I’ve been working on L2 infrastructure for 6 years now, and the 2025 revenue numbers from Base have me genuinely conflicted about where Ethereum’s scaling roadmap is heading.
The Numbers Are Staggering
Base captured $75.4 million in revenue in 2025—that’s 62% of the entire $120.7 million generated by all Layer 2 networks combined. Let that sink in for a moment. One rollup, owned by a centralized exchange, is generating nearly two-thirds of all L2 revenue.
The growth metrics are even more dramatic:
- 30x year-over-year revenue growth
- $4.63 billion in DeFi TVL (46% of the entire L2 market)
- ~50% of all DEX volume among L2s throughout 2025
- Aerodrome alone generated $160.5 million (43% of Base’s total app revenue)
- Morpho’s TVL on Base: 1,906% YoY growth ($48.2M → $966.4M)
When I worked at Polygon and Optimism, we obsessed over performance metrics—transaction throughput, gas costs, finality times. But Base’s dominance isn’t coming from superior technical performance. It’s coming from distribution.
The Coinbase Moat Nobody Can Replicate
Here’s what Base has that Arbitrum, Optimism, zkSync, and every other permissionless L2 can’t match: direct access to 9.3 million monthly active Coinbase users.
The onboarding flow is frictionless:
- User already has funds on Coinbase
- Click “Bridge to Base”
- Funds appear on Base L2 in under 60 seconds
- No separate wallet setup, no seed phrases, no bridge risk education
Compare that to bridging to Arbitrum or Optimism:
- Download MetaMask
- Understand seed phrase security
- Buy ETH on exchange
- Withdraw to self-custody wallet
- Research bridge safety
- Wait for bridge finality
- Pay gas fees twice (L1 → bridge, bridge → L2)
For the average user, Base removes six friction points that kill crypto adoption. From a UX perspective, it’s brilliant. From a decentralization perspective, it’s terrifying.
Stage 1 Decentralization Isn’t Enough
To Base’s credit, they hit Stage 1 decentralization in April 2025 with permissionless fault proofs and a security council. That’s meaningful progress compared to many L2s still running trusted operators.
But Coinbase still runs the only sequencer. They control transaction ordering. They can theoretically censor transactions. Yes, users can force inclusion via L1, but realistically, how many retail users even understand that escape hatch exists?
The roadmap mentions “third-party sequencers in the future,” but when? And even if they decentralize sequencing, the distribution moat remains. Coinbase will always have the easiest onramp.
Are We Building a Winner-Take-Most L2 Market?
Here’s what keeps me up at night: What happens to permissionless L2s if one exchange-owned chain captures all the users and liquidity?

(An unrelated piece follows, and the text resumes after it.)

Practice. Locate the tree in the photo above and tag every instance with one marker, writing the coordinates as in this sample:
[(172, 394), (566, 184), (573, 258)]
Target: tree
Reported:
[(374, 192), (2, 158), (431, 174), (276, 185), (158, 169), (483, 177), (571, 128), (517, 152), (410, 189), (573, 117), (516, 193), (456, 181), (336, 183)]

When Aerodrome generates $160.5 million in revenue on Base, liquidity providers notice. When Morpho’s TVL grows 19x on Base, DeFi protocols notice. The network effects are brutal:
- Developers build where the users are → Base
- Liquidity flows where the developers are → Base
- Users go where the liquidity is → Base
Arbitrum and Optimism are still generating revenue ($23M and $15M respectively in 2025), but that gap is widening. Can they sustain long-term development competing against a chain with a built-in user funnel?
The Uncomfortable Question
I spent years believing Ethereum’s L2-centric roadmap would lead to a diverse, permissionless scaling ecosystem. Multiple rollups competing on performance, UX, and innovation.
Instead, we might be heading toward:
- One dominant CEX-owned L2 (Base) capturing retail users
- A few specialized L2s (Arbitrum for DeFi power users, zkSync for privacy-focused apps)
- Dozens of failed L2s that couldn’t solve distribution
Is this still the Ethereum we were building? Where users have meaningful choice? Where permissionless innovation can compete against entrenched platforms?
Or have we just recreated the traditional tech playbook—where distribution moats beat better technology, and the company with the biggest user base wins?
I don’t have answers. But watching Base capture 62% of L2 revenue while running a centralized sequencer and relying entirely on Coinbase’s brand… it makes me wonder if we’re solving Ethereum’s scalability at the cost of its decentralization ethos.
What do you all think? Am I overthinking this? Or is this exactly the centralization risk we should have seen coming?